Update, February 1, 2018
The Search Console’s index is reporting only until Jan. 22, which was nine days ago, and five days before this blog post was originally written. So the effects of the above repair on the index aren’t yet visible. The Search Traffic section is showing data up to the 30th, and it shows an improvement in the search position for pages: 23, versus and average of 30. The positions for queries was a position of 23 versus an average of 30. It’s still too little data to know if something has improved.

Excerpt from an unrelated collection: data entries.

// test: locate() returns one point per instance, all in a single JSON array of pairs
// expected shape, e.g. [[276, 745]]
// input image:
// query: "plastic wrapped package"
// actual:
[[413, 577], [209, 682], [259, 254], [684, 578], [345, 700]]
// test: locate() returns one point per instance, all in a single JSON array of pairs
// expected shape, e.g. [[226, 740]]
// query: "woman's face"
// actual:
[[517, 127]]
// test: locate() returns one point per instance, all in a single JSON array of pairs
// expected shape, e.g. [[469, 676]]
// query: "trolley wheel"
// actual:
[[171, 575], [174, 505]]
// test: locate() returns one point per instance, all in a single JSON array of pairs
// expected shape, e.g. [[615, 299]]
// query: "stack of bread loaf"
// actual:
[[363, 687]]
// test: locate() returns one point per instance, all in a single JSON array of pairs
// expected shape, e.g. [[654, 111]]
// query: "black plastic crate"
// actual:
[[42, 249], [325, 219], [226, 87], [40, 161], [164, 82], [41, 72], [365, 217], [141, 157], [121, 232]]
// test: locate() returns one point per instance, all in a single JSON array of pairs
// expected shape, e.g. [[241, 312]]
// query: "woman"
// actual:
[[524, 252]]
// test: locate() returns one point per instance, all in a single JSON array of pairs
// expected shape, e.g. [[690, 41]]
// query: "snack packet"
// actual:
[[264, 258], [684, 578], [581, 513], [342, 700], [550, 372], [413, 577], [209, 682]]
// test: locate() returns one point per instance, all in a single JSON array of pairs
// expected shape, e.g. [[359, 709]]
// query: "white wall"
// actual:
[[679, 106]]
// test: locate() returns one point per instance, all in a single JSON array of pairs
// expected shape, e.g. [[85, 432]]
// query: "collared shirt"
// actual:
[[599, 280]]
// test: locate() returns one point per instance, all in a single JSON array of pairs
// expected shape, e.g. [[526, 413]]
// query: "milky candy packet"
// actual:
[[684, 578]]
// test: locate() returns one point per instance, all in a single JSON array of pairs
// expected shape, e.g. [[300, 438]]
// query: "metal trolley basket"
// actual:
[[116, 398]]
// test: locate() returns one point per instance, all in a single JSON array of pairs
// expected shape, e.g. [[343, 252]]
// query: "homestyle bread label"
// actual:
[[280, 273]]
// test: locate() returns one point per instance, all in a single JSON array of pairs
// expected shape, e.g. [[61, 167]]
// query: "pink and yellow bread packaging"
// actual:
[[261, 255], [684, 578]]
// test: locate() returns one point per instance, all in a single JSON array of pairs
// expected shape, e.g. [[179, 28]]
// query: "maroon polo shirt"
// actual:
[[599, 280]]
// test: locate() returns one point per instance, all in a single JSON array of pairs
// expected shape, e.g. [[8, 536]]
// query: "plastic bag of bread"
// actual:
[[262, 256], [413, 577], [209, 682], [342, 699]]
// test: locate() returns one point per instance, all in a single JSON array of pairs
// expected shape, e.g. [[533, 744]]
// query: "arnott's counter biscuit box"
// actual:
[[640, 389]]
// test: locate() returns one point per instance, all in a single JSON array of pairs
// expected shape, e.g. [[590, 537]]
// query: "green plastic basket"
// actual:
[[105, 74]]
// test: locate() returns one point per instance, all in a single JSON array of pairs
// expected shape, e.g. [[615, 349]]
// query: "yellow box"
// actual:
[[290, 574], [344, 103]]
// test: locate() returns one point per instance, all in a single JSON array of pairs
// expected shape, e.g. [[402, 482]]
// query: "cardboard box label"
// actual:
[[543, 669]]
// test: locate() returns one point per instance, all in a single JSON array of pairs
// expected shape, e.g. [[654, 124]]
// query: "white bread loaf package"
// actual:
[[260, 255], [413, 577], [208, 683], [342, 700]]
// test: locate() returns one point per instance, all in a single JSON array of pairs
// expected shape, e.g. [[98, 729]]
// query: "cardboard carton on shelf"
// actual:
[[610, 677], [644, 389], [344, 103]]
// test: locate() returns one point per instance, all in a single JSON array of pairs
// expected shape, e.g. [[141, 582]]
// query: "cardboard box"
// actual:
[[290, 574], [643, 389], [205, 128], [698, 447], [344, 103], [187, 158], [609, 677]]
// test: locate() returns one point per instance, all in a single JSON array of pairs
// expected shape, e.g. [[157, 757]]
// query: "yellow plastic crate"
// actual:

Looking through the “Duplicate page without canonical tag” report (in the new Search Console), I found a bunch of category and taxonomy term (tag) pages being flagged as duplicate, and removed. Fortunately, it was usually removing the correct page, but rather than suffer potential problems, I just wiped out the contents of the category/ and taxonomy/ directories. They’re already blocked by robots.txt, but, I may unblock that path in the future, in case those pages don’t drop from the index.
I also removed the blogs/ directory, which just repeated content from the homepage.
I have blocked comment/ with robots.txt, but haven’t deleted it yet.
Robots.txt and these deletions should make for a less “bushy” graph of pages, for the next couple weeks.
What to do with Old URLs
I don’t know what to do with these dead URLs. My first thought was to point them to the home page, but I wondered if that kind of shaping would harm the site’s authority.
Right now, the site has 951 pages indexed, and 1770 pages excluded. (That’s actually as of 9 days ago.) 2721 URLs. I think I’ve got most of the inbound links, so these are Google Index entries. They’re a mix of old URLs from the Drupal site, new URLs from the archive of the Drupal site, and static pages that are now gone.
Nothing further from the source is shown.